Members of the Dawson County Board of Commissioners are currently weighing their options for legal representation in the absence of an in-house attorney.
After former County Attorney Lynn Frey’s resignation in December, the board contracted with Cumming firm Jarrard & Davis, which also represents the Forsyth County Board of Commissioners, to serve as interim representation for a period of 60 days.
Commissioners discussed extending the contract with the Cumming firm as well as the benefits of contracting with a firm as opposed to hiring another in-house attorney during Thursday afternoon’s work session.
Purchasing Director Melissa Hawk asked the board to allocate a budget in order to pay Jarrard & Davis for work performed over the 60 day period, because County Manager David Headley only has approval to spend up to $25,000 in expenses that were not previously budgeted.
“We’re nowhere near this $25,000 now, but there’s multiple attorneys working on multiple things and it could come in pretty quickly at one time, and I just want to get us ready for that,” she said.
The money to pay the firm will come from funds previously budgeted for Frey’s salary and will need to be reallocated.
District 2 Commissioner Chris Gaines said he also wanted to look into extending the time frame that the county will retain the firm so that the attorneys have time to tie up loose ends before a final decision is made on representation, as well as to look into if retaining the firm for longer will result in a cost savings.

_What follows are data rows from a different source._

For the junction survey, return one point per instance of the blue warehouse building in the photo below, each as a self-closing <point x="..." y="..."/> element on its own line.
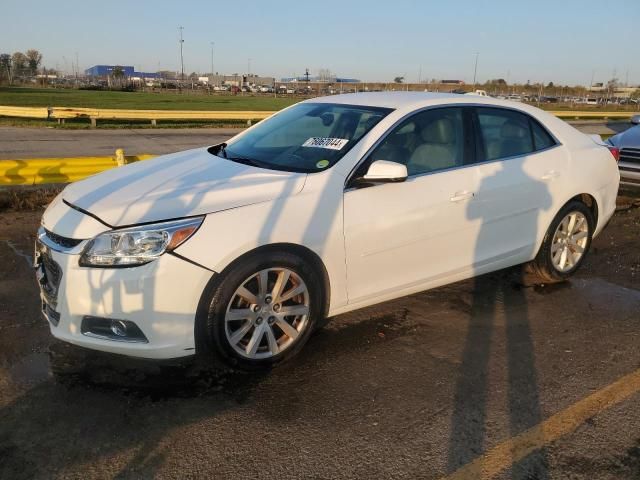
<point x="105" y="70"/>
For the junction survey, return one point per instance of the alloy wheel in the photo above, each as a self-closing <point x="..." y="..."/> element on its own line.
<point x="267" y="313"/>
<point x="569" y="241"/>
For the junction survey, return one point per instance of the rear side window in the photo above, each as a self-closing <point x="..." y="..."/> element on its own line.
<point x="503" y="133"/>
<point x="541" y="138"/>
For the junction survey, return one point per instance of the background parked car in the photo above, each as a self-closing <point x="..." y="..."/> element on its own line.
<point x="628" y="143"/>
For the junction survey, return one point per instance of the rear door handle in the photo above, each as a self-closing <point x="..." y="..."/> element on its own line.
<point x="550" y="175"/>
<point x="460" y="196"/>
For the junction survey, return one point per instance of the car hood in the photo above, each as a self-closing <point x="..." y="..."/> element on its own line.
<point x="188" y="183"/>
<point x="628" y="138"/>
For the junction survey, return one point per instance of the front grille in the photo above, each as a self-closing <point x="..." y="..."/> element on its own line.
<point x="630" y="155"/>
<point x="62" y="241"/>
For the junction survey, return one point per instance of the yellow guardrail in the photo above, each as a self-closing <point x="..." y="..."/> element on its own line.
<point x="24" y="112"/>
<point x="591" y="114"/>
<point x="35" y="171"/>
<point x="95" y="114"/>
<point x="106" y="113"/>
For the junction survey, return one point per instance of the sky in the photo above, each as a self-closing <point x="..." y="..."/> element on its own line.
<point x="564" y="41"/>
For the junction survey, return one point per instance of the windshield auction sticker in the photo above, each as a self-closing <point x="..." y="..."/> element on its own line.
<point x="324" y="142"/>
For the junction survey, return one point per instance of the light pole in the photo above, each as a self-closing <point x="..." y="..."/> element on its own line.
<point x="212" y="71"/>
<point x="180" y="29"/>
<point x="475" y="70"/>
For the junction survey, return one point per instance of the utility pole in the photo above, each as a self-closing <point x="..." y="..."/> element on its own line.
<point x="180" y="29"/>
<point x="475" y="70"/>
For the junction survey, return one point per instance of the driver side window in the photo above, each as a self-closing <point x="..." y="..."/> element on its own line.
<point x="426" y="142"/>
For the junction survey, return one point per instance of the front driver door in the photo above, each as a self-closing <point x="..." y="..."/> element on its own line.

Hawk said she would speak with the firm if they would be willing to negotiate the price for an extended contract.
“There is no real way at this moment, unless we sit down and try to figure out what is still open, and what you feel the time would be, to determine what that budget should be and what the approval limit should be,” Hawk said.
Angela Davis of Jarrard & Davis said because there had been some issues that were left unattended, it would take a few months for the county’s legal matters to be stabilized.
“It appears to us that a lot of things had been sitting idle for a while so we’ve really tried to prioritize,” she said. “I would hope that we will make great strides in the next few months...I think end of first quarter we should be in a pretty good place, where there may be some ongoing issues but they will be stabilized. I’m hopeful.”
If the board votes to extend the contract, they will have a little more time to decide if they want to hire another in-house attorney or contract with a firm, according to Commission Chairman Billy Thurmond.
The commission will have to put out a bid so that other law firms have a chance to offer their services, and Thurmond said the commissioners will have to decide what qualifications they want the firm to be able to provide.
For example, the board could decide to implement an expense cap for everyday business so that the firm could not charge more than the budgeted amount, except for in the case of litigation, which can go on for extended periods of time.
“My support will be for a firm going forward because of the different expertise we can get from a firm and the fact that we will always have a backup plan; if the person you see normally is unable to come or they’re sick, they’ll send someone else,” Thurmond said.
“I think that we find efficiencies in a firm that brings a depth of knowledge in various areas that we have to go through, whether it be zoning, HR, litigation or whatever it may be that we don’t have to reinvent the wheel with every issue,” he said. “I’d want it to be a firm that represents other communities and has already been there, done that type of thing.”
Gaines said when the board decided to bring the attorney position in house, one of the issues brought up by District 4 Commissioner Julie Hughes Nix and District 1 Commissioner Sharon Fausett was availability of the attorneys.
“I think Julie and Sharon were adamant about making sure there was immediate responses and things like that, that would probably be part of what we would want to see is the ability to react in a certain time frame,” he said.
Nix said the department heads seemed very happy with the way issues were being handled by the current firm.
Frey was appointed county attorney in February 2017, and left in December for health reasons.
Prior to Frey, the board contracted with local attorney Joey Homans for legal services for 20 years. The board voted in December 2016 to look into bringing the attorney position in-house, on the premise the move would save the county money.